In their suggested course of action, the economist listed three options. First, there should be a restriction on certain cryptographic operations. A different choice is to separate cryptocurrency from traditional finance and the actual economy (Tradefi). The third and final option entails regulating the industry similarly to Tradefi. The research makes it clear that, in order to reduce the dangers associated with crypto activities, the three options should be carefully balanced and are not mutually exclusive.

 

This bulletin was released barely a month after they released a 36-paged publication where the Basel committee approved global crypto banking regulations for 2025. In this publication, it was suggested that a bank’s exposure to specific crypto assets should ideally be lower than 1% and not exceed 2%. These specific assets are traditional assets that have been tokenized, such as non-fungible tokens, stablecoins, and unbacked crypto assets that don’t fit into any one category”.

 

While expatiating on the first option they recommended, the economists outlined the pros and the cons of placing a ban on specific crypto activities. In outlining the pros, they said that placing a ban on specific crypto activities will help eliminate potential harm to the economic system and it will help to prevent losses that are caused by the misconduct or error of crypto service providers. Listing the cons, the authors stated that the actions could conflict with the founding principles of society or it could make useful innovation opportunities be delayed or lost and could also be circumvented in practice. 
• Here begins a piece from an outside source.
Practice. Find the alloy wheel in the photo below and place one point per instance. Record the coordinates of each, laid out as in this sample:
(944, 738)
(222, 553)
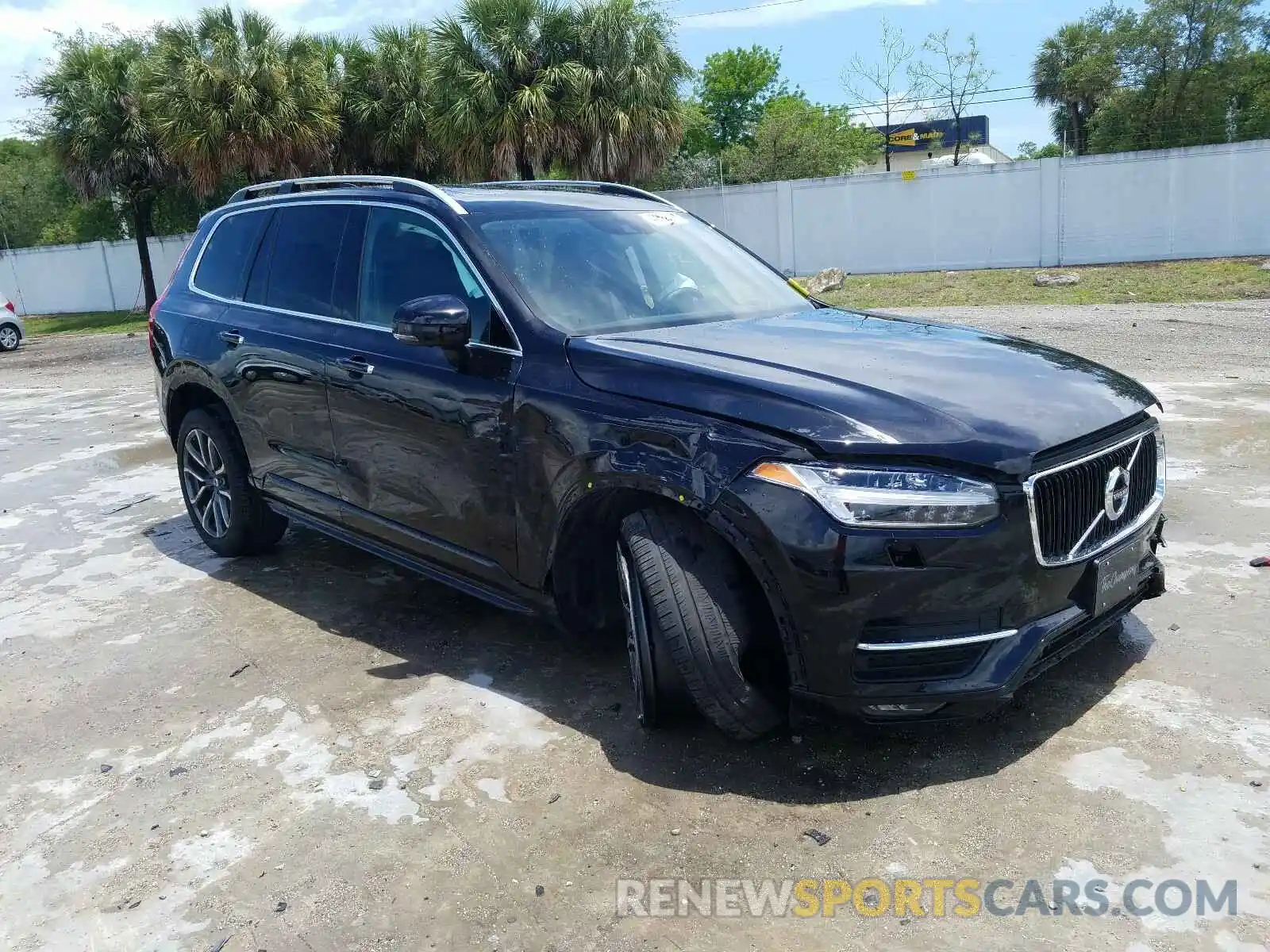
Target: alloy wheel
(202, 470)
Expatiating on the second recommendation, the trio disclosed that containing crypto activities by isolating crypto from Tradefi and the real economy could be advantageous. The advantages are that it will prevent crypto from damaging the real economy and it will also avoid giving crypto a regulatory “seal of approval”.

For its disadvantages, the bulletin showed that a fully effective firewall may not be feasible and investor protection and market integrity risks will remain within the crypto space. 
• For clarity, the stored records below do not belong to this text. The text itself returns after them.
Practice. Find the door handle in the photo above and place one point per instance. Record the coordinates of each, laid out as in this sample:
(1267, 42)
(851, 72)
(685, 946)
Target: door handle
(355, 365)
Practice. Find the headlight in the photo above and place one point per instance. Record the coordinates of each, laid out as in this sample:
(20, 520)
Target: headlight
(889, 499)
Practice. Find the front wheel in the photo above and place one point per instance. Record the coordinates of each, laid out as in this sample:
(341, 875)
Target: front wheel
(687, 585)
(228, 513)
For the last recommendation, the writers stated the pros of regulating the crypto sector in a manner akin to Tradefi. According to them, the pros of regulating crypto is that it will bring out consistency in regulating financial activities. i.e a country that employs total crypto regulation will put a consistent check on financial activities. Also, since every crypto activity is being scrutinized, industry actors will work on their products to ensure better services are rendered. This is another advantage of regulating crypto.
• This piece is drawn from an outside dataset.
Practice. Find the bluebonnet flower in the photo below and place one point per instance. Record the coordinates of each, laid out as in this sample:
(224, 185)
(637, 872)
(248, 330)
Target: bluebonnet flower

One of the disadvantages of crypto regulation according to the experts, is that it will be a tedious task in differentiating crypto and Tradefi activities and firms. Another disadvantage is that it will be difficult to know how to regulate some DeFi activities as most of DeFi platforms do not have a clear cut mode of operation as the area to regulate will be unclear.

 

Although cryptocurrency markets have witnessed a spectacular series of booms and busts, often leading to substantial losses for investors, the BIS researchers concluded that “these failures have so far not spilled over to the traditional financial system or the actual economy.” They did, however, issue a warning that as DeFi (decentralized finance) and Tradefi become more entangled, there is no guarantee that they won’t do so in the future. 

 

Concluding the report, BIS stated that authorities can now take into account a range of policy options while also working to enhance the current monetary system in the interest of the general public.